Caro voli, oltre 500 euro per un Roma – Palermo. Romano: “Una vergogna, è tempo che la Sicilia si ribelli”

La questione del caro trasporti da e per la Sicilia è la prova provata di quanto in questi anni la classe politica della nostra regione sia stata incapace di rappresentare in maniera corale gli interessi dei siciliani. Quando tocca sganciare oltre 300 euro per un Milano Palermo – una sola tratta, per intenderci – e con la stessa cifra ci vai a Londra e ti rimane anche qualche spicciolo in tasca, è chiaro che qualcosa non torna. Chi stabilisce le tariffe è alla stessa stregua di un allibratore di scommesse sportive: non sbaglia mai. Provate a prenotare un passaggio aereo verso la Sicilia sotto le vacanze di Natale o dalla fine di giugno in poi: bisognerà fare ricorso ad un mutuo…

Ciò perché le compagnie aeree sanno che c’è il fenomeno del ritorno a casa di studenti e lavoratori sulla rotta degli emigranti. E castigano senza distinzione, dalla compagnia di bandiera alle low coast. E se non sono studenti o lavoratori che tornano a casa, saranno riccastri (o similari) in vacanza: poco cambia nell’ottica dello sfruttamento se si tratta di necessità o voluttà.

Anni fa la pattuglia siciliana del Parlamento Europeo alzò la voce perché per arrivare in Belgio passava trequarti di giornata in aeroporti vari. E così, prontamente, arrivò un collegamento Palermo – Napoli che ridusse a poche ore, l’arrivo a Bruxelles. Ma si trattò di una cortesia istituzionale. Oggi c’è in ballo ben altro, l’economia turistica della Sicilia si regge sul sistema del trasporto aeroportuale, la questione delle tariffe è fondamentale per non segnare un altro punto negativo rispetto alla concorrenza  di luoghi che vantano caratteristiche naturali simili e che oggi si chiamano Malta o Croazia.
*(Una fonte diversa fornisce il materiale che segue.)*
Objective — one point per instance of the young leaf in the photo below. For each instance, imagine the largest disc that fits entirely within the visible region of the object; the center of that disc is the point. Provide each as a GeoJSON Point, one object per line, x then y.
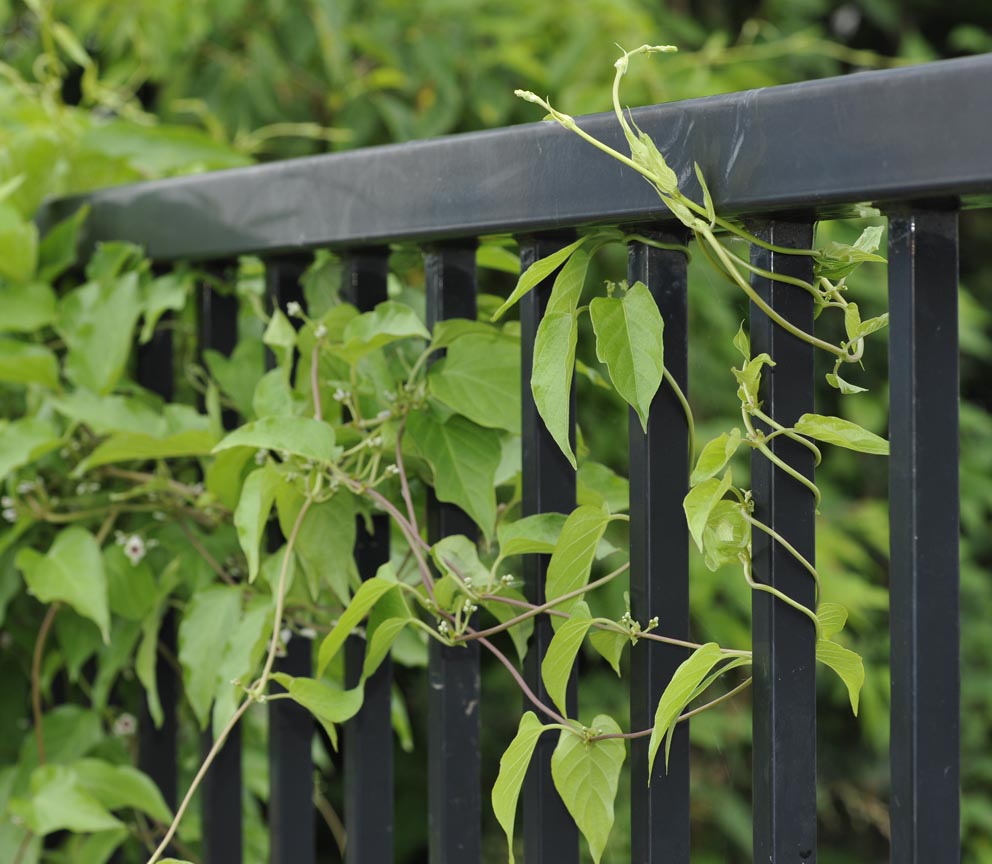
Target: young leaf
{"type": "Point", "coordinates": [700, 501]}
{"type": "Point", "coordinates": [72, 572]}
{"type": "Point", "coordinates": [843, 433]}
{"type": "Point", "coordinates": [845, 387]}
{"type": "Point", "coordinates": [480, 379]}
{"type": "Point", "coordinates": [715, 455]}
{"type": "Point", "coordinates": [551, 378]}
{"type": "Point", "coordinates": [512, 769]}
{"type": "Point", "coordinates": [301, 436]}
{"type": "Point", "coordinates": [531, 534]}
{"type": "Point", "coordinates": [832, 618]}
{"type": "Point", "coordinates": [846, 664]}
{"type": "Point", "coordinates": [463, 457]}
{"type": "Point", "coordinates": [538, 272]}
{"type": "Point", "coordinates": [560, 657]}
{"type": "Point", "coordinates": [629, 340]}
{"type": "Point", "coordinates": [365, 598]}
{"type": "Point", "coordinates": [678, 693]}
{"type": "Point", "coordinates": [329, 703]}
{"type": "Point", "coordinates": [254, 505]}
{"type": "Point", "coordinates": [574, 552]}
{"type": "Point", "coordinates": [586, 775]}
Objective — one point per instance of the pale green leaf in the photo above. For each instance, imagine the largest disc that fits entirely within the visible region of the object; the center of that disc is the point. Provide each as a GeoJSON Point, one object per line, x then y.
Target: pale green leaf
{"type": "Point", "coordinates": [574, 553]}
{"type": "Point", "coordinates": [329, 703]}
{"type": "Point", "coordinates": [832, 618]}
{"type": "Point", "coordinates": [300, 436]}
{"type": "Point", "coordinates": [700, 501]}
{"type": "Point", "coordinates": [28, 363]}
{"type": "Point", "coordinates": [678, 693]}
{"type": "Point", "coordinates": [538, 272]}
{"type": "Point", "coordinates": [480, 379]}
{"type": "Point", "coordinates": [551, 378]}
{"type": "Point", "coordinates": [361, 604]}
{"type": "Point", "coordinates": [846, 664]}
{"type": "Point", "coordinates": [72, 572]}
{"type": "Point", "coordinates": [513, 766]}
{"type": "Point", "coordinates": [556, 667]}
{"type": "Point", "coordinates": [629, 340]}
{"type": "Point", "coordinates": [586, 775]}
{"type": "Point", "coordinates": [463, 457]}
{"type": "Point", "coordinates": [715, 455]}
{"type": "Point", "coordinates": [842, 433]}
{"type": "Point", "coordinates": [207, 621]}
Su questo tema lo sdegno di Saverio Romano, parlamentare siciliano (Ala – Scelta Civica) è sottolineato da un post su facebook con relativo schermata del costo del biglietto Alitalia da Roma a Palermo: oltre 500 euro è il prezzo della vergogna.

“Una settimana fa – dice Romano – ho interrogato il Ministro Delrio durante il question time (in pratica la sessione parlamentare dedicata al confronto obbligatorio con il Governo, ndr) ma la sua risposta è stata elusiva e deludente. Occorre una presa di posizione forte e determinata da parte di ogni siciliano, parlamentari e governo regionale in testa. Non è più tollerabile che con i soldi pubblici si salva Alitalia e che quest’ultima rapina i siciliani con tariffe assurde”. Non è più tollerabile, si potrebbe aggiungere, che una battaglia a difesa degli interessi dei siciliani e della loro economia non sia cointestata a tutte le forze politiche, specie in un momento di recessione economica e di evidente ritorno del tristissimo fenomeno dell’emigrazione giovanile che grava non poco sull’equilibrio sociale e finanziario delle famiglie.